ZEITGEBER
I
One hour in sunshine every morning is the best Zeitgeber. Residential group settings for people living with Alzheimer’s … often include access to a garden designed for safety, way-finding and place-awareness.
—John Zeisel, I’m Still Here
The courtyard’s small, but pleasant in its way:
young birches, laurel, and a bed of roses,
a winding path, picked out in red and gray,
the painted wrought iron chairs where, one supposes
two residents could sit and play at chess
upon the table, basking in the sun,
while sipping tea … but here I must confess
such fantasy breaks down as soon begun.
For Iris fidgets there, among the blooms.
She says, Is this a maze? I think I’m lost.

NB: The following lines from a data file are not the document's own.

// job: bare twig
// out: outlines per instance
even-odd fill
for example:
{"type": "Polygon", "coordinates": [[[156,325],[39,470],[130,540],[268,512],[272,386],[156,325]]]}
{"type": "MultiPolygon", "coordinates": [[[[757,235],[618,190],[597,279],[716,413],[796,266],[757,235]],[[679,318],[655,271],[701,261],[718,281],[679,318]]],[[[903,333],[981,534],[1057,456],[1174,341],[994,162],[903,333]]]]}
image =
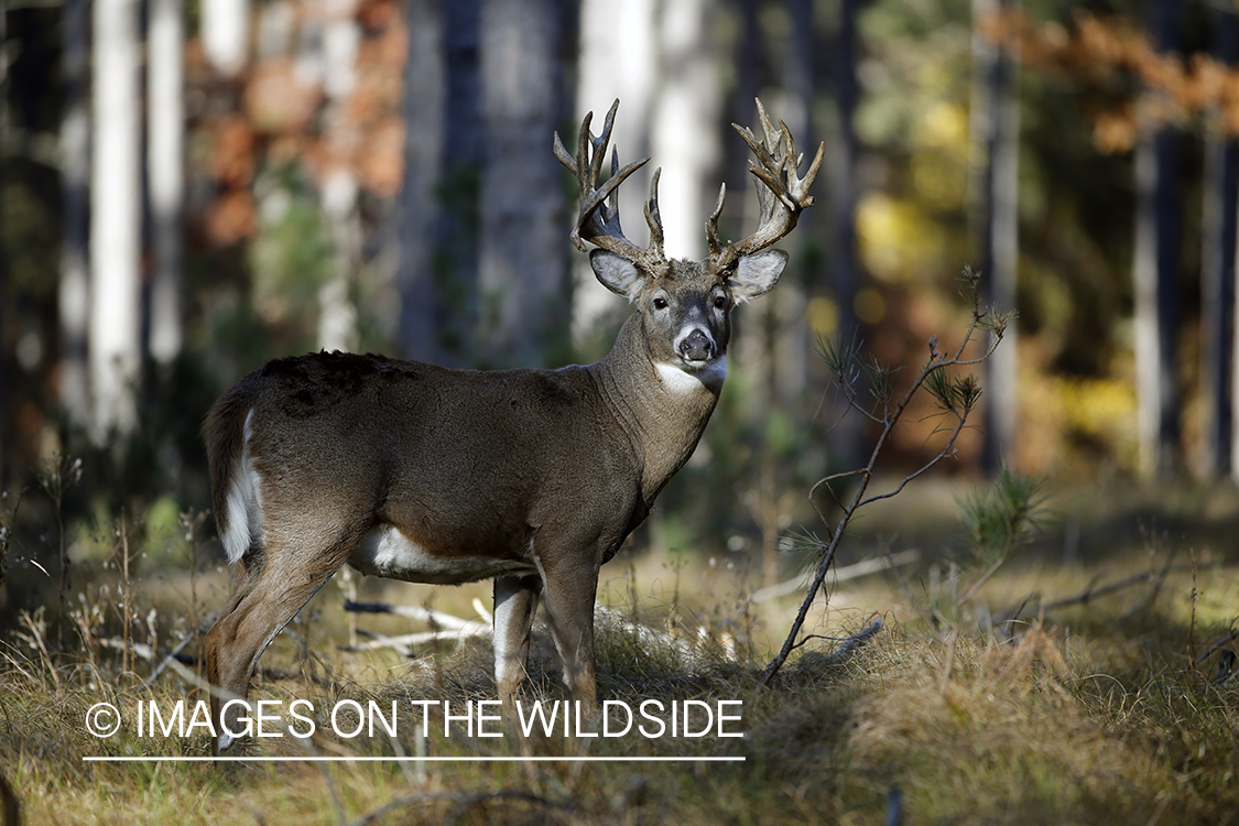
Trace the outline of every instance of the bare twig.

The single door leads back into the rooms,
which keep her warm and safe, despite the cost.
Still, sitting in the rich September light,
I think she knows how far she is from night.
II
I think she knows how far she is from night.

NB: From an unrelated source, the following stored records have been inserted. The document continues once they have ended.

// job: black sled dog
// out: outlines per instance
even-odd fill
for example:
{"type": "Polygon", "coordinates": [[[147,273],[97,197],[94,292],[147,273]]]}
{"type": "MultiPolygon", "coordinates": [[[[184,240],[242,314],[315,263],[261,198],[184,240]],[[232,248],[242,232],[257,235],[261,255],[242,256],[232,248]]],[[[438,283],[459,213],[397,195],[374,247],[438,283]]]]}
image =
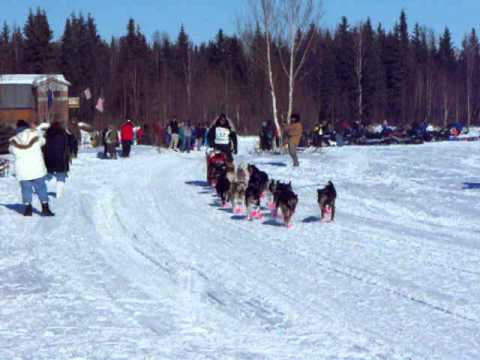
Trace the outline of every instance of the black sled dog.
{"type": "Polygon", "coordinates": [[[317,190],[318,206],[321,212],[322,222],[335,221],[335,201],[337,199],[337,191],[331,181],[323,189],[317,190]]]}
{"type": "Polygon", "coordinates": [[[273,207],[271,209],[273,217],[277,217],[280,209],[285,225],[291,227],[291,219],[298,204],[298,196],[293,192],[292,183],[284,184],[280,181],[271,181],[269,190],[273,196],[273,207]]]}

Her body clock is faulty, but the sun
can tweak her ancient mechanism just right,
and for a while, at least, the thing will run.
She can’t explain what day it is, what year—
such things are social constructs that we learn—
but she can tell you autumn’s drawing near,
and that she likes to see the maples turn.
All that remains was tattooed on her brain
by repetition, or the changing seasons:
the poems of her school days, and the rain
are hers by heart with no regard for reasons.
While her clock ticks, we’ll oil, rewind, adjust:
we come from dust and we return to dust.
III
We come from dust and we return to dust,
whether it happens piecemeal or at once.
This painted table has small specks of rust
that barely spoil its Grecian elegance,
a testament to all the storms it’s known,
and to the many more that it can bear,
still the day comes that no one can postpone:
rust will have stained it almost everywhere.
Who knows, perhaps instead of grinding rains
a lightning strike will split its center first?
Meanwhile its latticed surface entertains
Iris, who’s been favored with—or cursed?—
this place to savor her last hours of day:
a courtyard, small, but pleasant in its way.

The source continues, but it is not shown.